Saturday, September 14, 2002

By CANDACE HECKMAN
SEATTLE POST-INTELLIGENCER REPORTER

Washington, the first state to take a legal stand against sending
misleading, unwanted e-mail, won its first case yesterday, against a
prolific spammer who flooded the state's computers with advertising
several years ago. A King County Superior Court judge declared a
summary judgment against Jason Heckel, a Salem, Ore., businessman,
finding that he violated the state's anti-spam law. The judge ruled
that a civil trial, which was weeks away, wouldn't be needed because
the state had proved its case. The law, which does not ban all
unsolicited commercial e-mail, makes it illegal to send an e-mail to
people in Washington that contains deceptive subject lines, uses a
bogus return address or uses a third party's domain name without
permission. "This is a great victory for Washington consumers,"
Attorney General Christine Gregoire said yesterday. "Deceptive e-mails
are more than just a nuisance, they rob consumers and businesses of
money and time." The state sued Heckel four years ago, after he sent
out millions of e-mails advertising a product he developed. Among
other things, consumers were unable to reply to the e-mail. Heckel's
attorney, Dale Crandall, said that his client would appeal. "It is not
a settled issue yet whether states will be allowed to do this,"

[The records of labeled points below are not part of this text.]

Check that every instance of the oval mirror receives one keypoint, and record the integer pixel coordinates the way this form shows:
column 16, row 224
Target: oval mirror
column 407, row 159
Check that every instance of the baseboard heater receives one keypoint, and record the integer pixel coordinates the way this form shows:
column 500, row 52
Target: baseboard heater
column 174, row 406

Crandall said. Others, however, disagree. By winning yesterday's case,
Washington has become the first state to test its anti-spam law
through the courts and finally win a judgment, said John Mozena of the
Coalition Against Unsolicited Commercial E-mail, an Internet-based
advocacy group of anti-spam organizations around the world.
"Hopefully, it will dissuade spammers from sending their messages to
Washington state residents," Mozena said, adding that other states,
such as California, are now testing their anti-spam laws in the
courts. After the Washington Legislature approved the anti-spam law in
March 1998, other states began to follow. Today 26 states have some
kind of law restricting unsolicited e-mail. It may take years to
determine how effective those laws are. The public has been slow to
realize that spam can be illegal, said Ethan Ackerman, a research
associate at the Center for Law, Commerce and Technology and the
University of Washington Law School. "Whoever invented the delete key
did a lot more than anyone who ever drafted a law against unsolicited
e-mail," Ackerman said. "But it has to start somewhere." Yesterday's
victory was long in coming for Gregoire's office. The attorney general
first sued the Oregon spammer in 1998, shortly after lawmakers
approved the state law. Gregoire accused Heckel of sending millions of
e-mails advertising a brochure he developed called "How to Profit From
the Internet," for sale for $39.95. Heckel's messages began with the
subject lines, "Did I get the right e-mail address?" and "For your
review--HANDS OFF!" And when consumers tried to reply to the e-mail,
the message came back as undeliverable. But the state said he sold 30
to 50 brochures a month. When the case was first heard in 2000, a
Superior Court judge threw it out, saying that the state's anti-spam
law was unconstitutional. When that happened, Washington's case
against Heckel attracted the attention of regulators and policymakers
around the world. Then last year, the Washington State Supreme Court
upheld the law, finding that the only burden the rule "places on
spammers is the requirement of truthfulness." The U.S. Supreme Court
later declined to hear Heckel's appeal. A trial was scheduled for
Sept. 30. But at a hearing yesterday morning, King County Superior
Court Judge Douglas North said that the facts were not in dispute:
Heckel violated all three provisions of Washington's anti-spam law.
North will hold a hearing later this year to set the amount of damages
he will order Heckel to pay the state. Until yesterday, the case had
been through a series of hearings and appeals. Legal scholars have
opined on both sides in the country's most respected journals. Heckel
finds a few allies in those, who believe that the Internet must be regulated
uniformly and not by the different laws of several states. "Right now it's a
bunch of states making their own laws about how people in other states
can do business," Crandall, his attorney, said. "It's a profoundly
interesting case about whether the government can regulate business on
the Internet, or at least regulate equally."